Вилора очнулась от того, что молоденький парнишка-санитар тихонько тряс ее за плечо.
– Товарищ лейтенант, а товарищ лейтенант… Там это… вас замначлеч требует. Срочно.
– А-а? – Вилора отпустила голову Лиды, которую прижимала к своей груди, и недоуменно посмотрела на санитара. Как, она еще жива?
– Товарищ лейтенант, он очень требует, – вновь настойчиво повторил санитар.
– Иду.
Вилора начала подниматься, но вдруг замерла. А как же Лида? Как же?.. Что же ей…
– Так вы насчет товарища лейтенанта не беспокойтесь, – правильно расценив ее нерешительность, заговорил санитар, – мы уже того… собираем всех. Товарища военврача второго ранга вон уже отнесли. Товарищ замначлеч приказал мертвецкую в омшанике на заднем дворе сделать.
В конюшнях Вилора объявилась через три минуты. Еще в дверях, услышав голос Подушного, она почувствовала, что у нее задрожали губы. Ну хоть кто-то живой, а то все умирают и умирают у нее на глазах. И хотя санитар говорил ей о том, что Кирилл Петрович не только жив, но и вовсю распоряжается, до тех пор пока она не услышала его голос своими ушами, эта информация оставалась для нее совершенно абстрактной.
– Кирилл Петрович!
– А, Сокольницкая… бегом сюда, в операционную!
Вилора вбежала внутрь и испуганно остановилась.
Кирилл Петрович лежал на столе со снятыми штанами, а рядом хлопотала Сима, операционная сестра.
– Кирилл Петрович, что с вами?
– Видишь, зацепило. Ну ты не стой столбом, не стой. Быстро готовься к операции. Рана-то пустяковая, но пуля застряла очень неудобно. Надобно извлечь. А то сейчас поток раненых пойдет, а у нас хирургов-то – ты да я, да мы с тобой. А я, если пулю не извлечь, хирург никакой.
– Кирилл Петрович, так мне же Ольга Порфирьевна запретила в операционную…
– Кончились те запреты, Вилора, – вздохнул Подушный…
Первый день Вилора запомнила только урывками. Раненые начали поступать, еще когда она возилась с Кириллом Петровичем. Вернее, несколько человек было и раньше, но то были свои, из санбата или артдивизиона, а потом пошли подводы из полков. Еще два или три раза были налеты, но Вилора пряталась в погребе всего однажды. Во время остальных она не могла прервать операцию. Потом налеты прекратились. Похоже, настоящей целью авиации все-таки был артдивизион, и как только артиллеристы покинули деревню, самолеты немцев потеряли к ней интерес.
Когда Вилора в очередной раз сделала последний стежок и, разогнувшись, хрипло бросила: «Следующий», – кто-то положил руку ей на плечо.

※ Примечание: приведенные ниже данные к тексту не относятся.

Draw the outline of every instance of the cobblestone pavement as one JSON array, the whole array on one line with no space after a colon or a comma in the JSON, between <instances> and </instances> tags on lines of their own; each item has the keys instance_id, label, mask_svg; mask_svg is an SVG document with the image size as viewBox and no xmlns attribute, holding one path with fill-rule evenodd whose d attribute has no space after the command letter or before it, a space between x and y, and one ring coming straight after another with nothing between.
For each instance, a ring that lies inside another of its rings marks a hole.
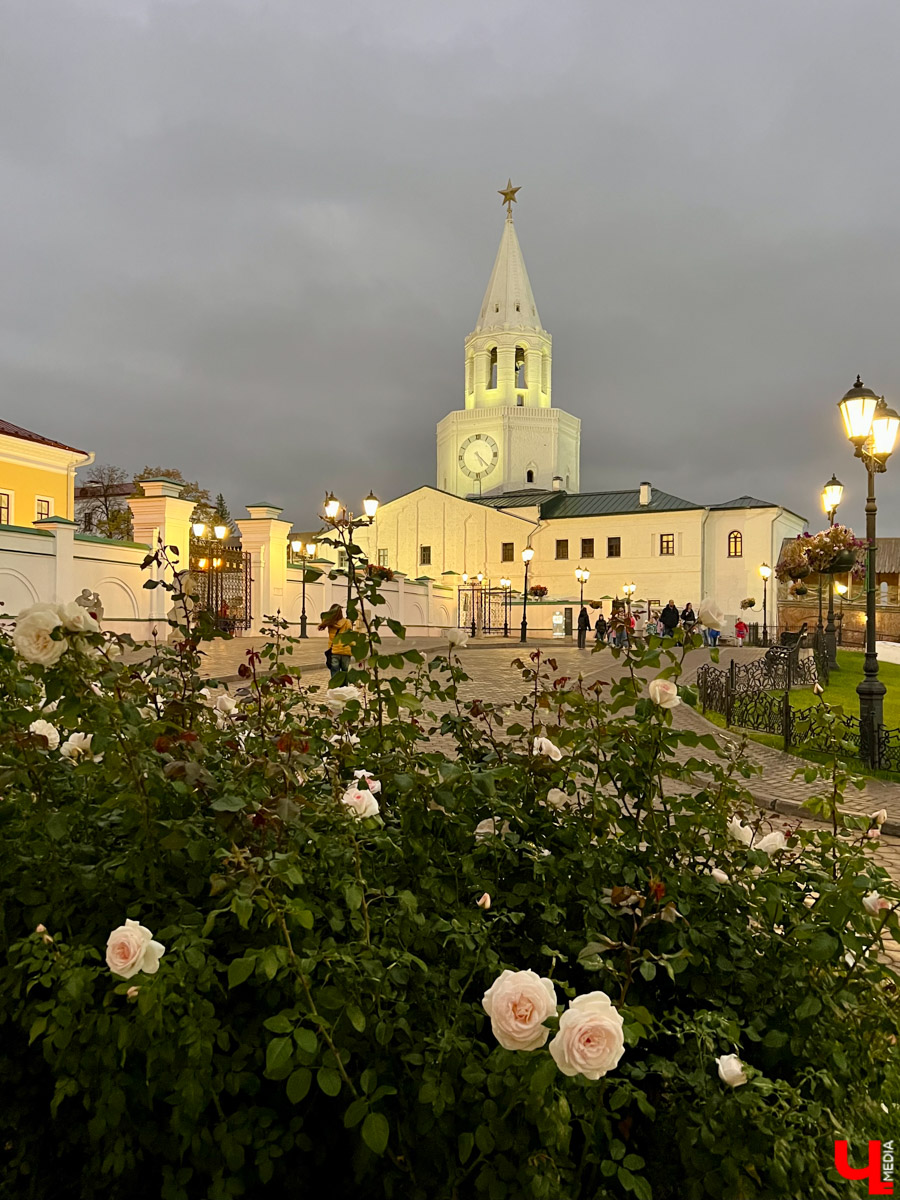
<instances>
[{"instance_id":1,"label":"cobblestone pavement","mask_svg":"<svg viewBox=\"0 0 900 1200\"><path fill-rule=\"evenodd\" d=\"M208 653L205 671L210 677L220 678L234 686L240 683L236 673L238 666L246 661L247 650L259 649L263 644L263 638L258 637L215 642ZM443 650L446 643L438 638L414 638L404 644L406 647L415 646L426 653L430 650L437 653ZM400 643L390 640L385 650L390 650L395 646L398 648ZM524 685L511 662L520 655L530 654L535 648L540 648L556 659L558 674L577 677L581 673L588 683L596 679L612 682L620 677L624 671L622 662L613 659L610 653L592 654L589 650L578 650L571 643L560 644L546 641L522 647L512 640L485 638L457 652L470 677L464 689L468 697L492 701L493 703L508 703L517 698ZM292 668L296 673L301 673L305 684L322 686L326 684L328 672L324 670L323 649L323 643L319 640L311 640L308 647L304 646L299 653L295 648L290 660ZM727 667L731 658L748 660L757 656L758 653L758 650L749 648L722 649L720 666ZM688 654L684 662L684 682L694 682L697 668L708 660L706 650L695 650ZM734 738L733 733L726 733L710 725L701 713L688 704L679 704L678 708L673 709L673 719L679 728L692 730L696 733L712 733L719 743ZM803 779L793 778L798 766L802 766L802 760L756 742L748 742L746 754L749 760L761 768L761 774L750 781L750 791L757 803L762 808L794 821L803 816L804 821L809 822L809 816L803 814L800 809L803 800L809 794L809 788ZM900 784L876 779L868 780L864 791L853 793L850 806L854 811L866 814L881 808L887 809L888 821L882 830L878 858L892 875L900 876Z\"/></svg>"}]
</instances>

Вилора обернулась. Это был Подушный.
– Всё, Сокольницкая, всё, девочка моя. Пока конец. Иди-ка ты перекуси, а то еле на ногах держишься. Баба Устинья там славного борщеца наварила. Все уже поели, только для тебя чугунок в печи держит.
Баба Устинья верховодила среди местных кухарок.
– А-а… раненые?..
– Всех, кому требовалась немедленная операция, мы с тобой обиходили. Остальные – завтра.
Выйдя из операционной, Вилора стянула маску, перчатки и рухнула на топчан в процедурной. Все тело ломило, в висках стучало, голова была как в тумане. Она сидела так, пока ее не окликнули:
– Вилора!
Девушка подняла голову. Прямо перед ней стояла Сима с дымящейся миской и ломтем хлеба с салом.
– Вот, поешь.
Вилора кивнула и попыталась благодарно улыбнуться. Вышло не очень. Она потерла виски.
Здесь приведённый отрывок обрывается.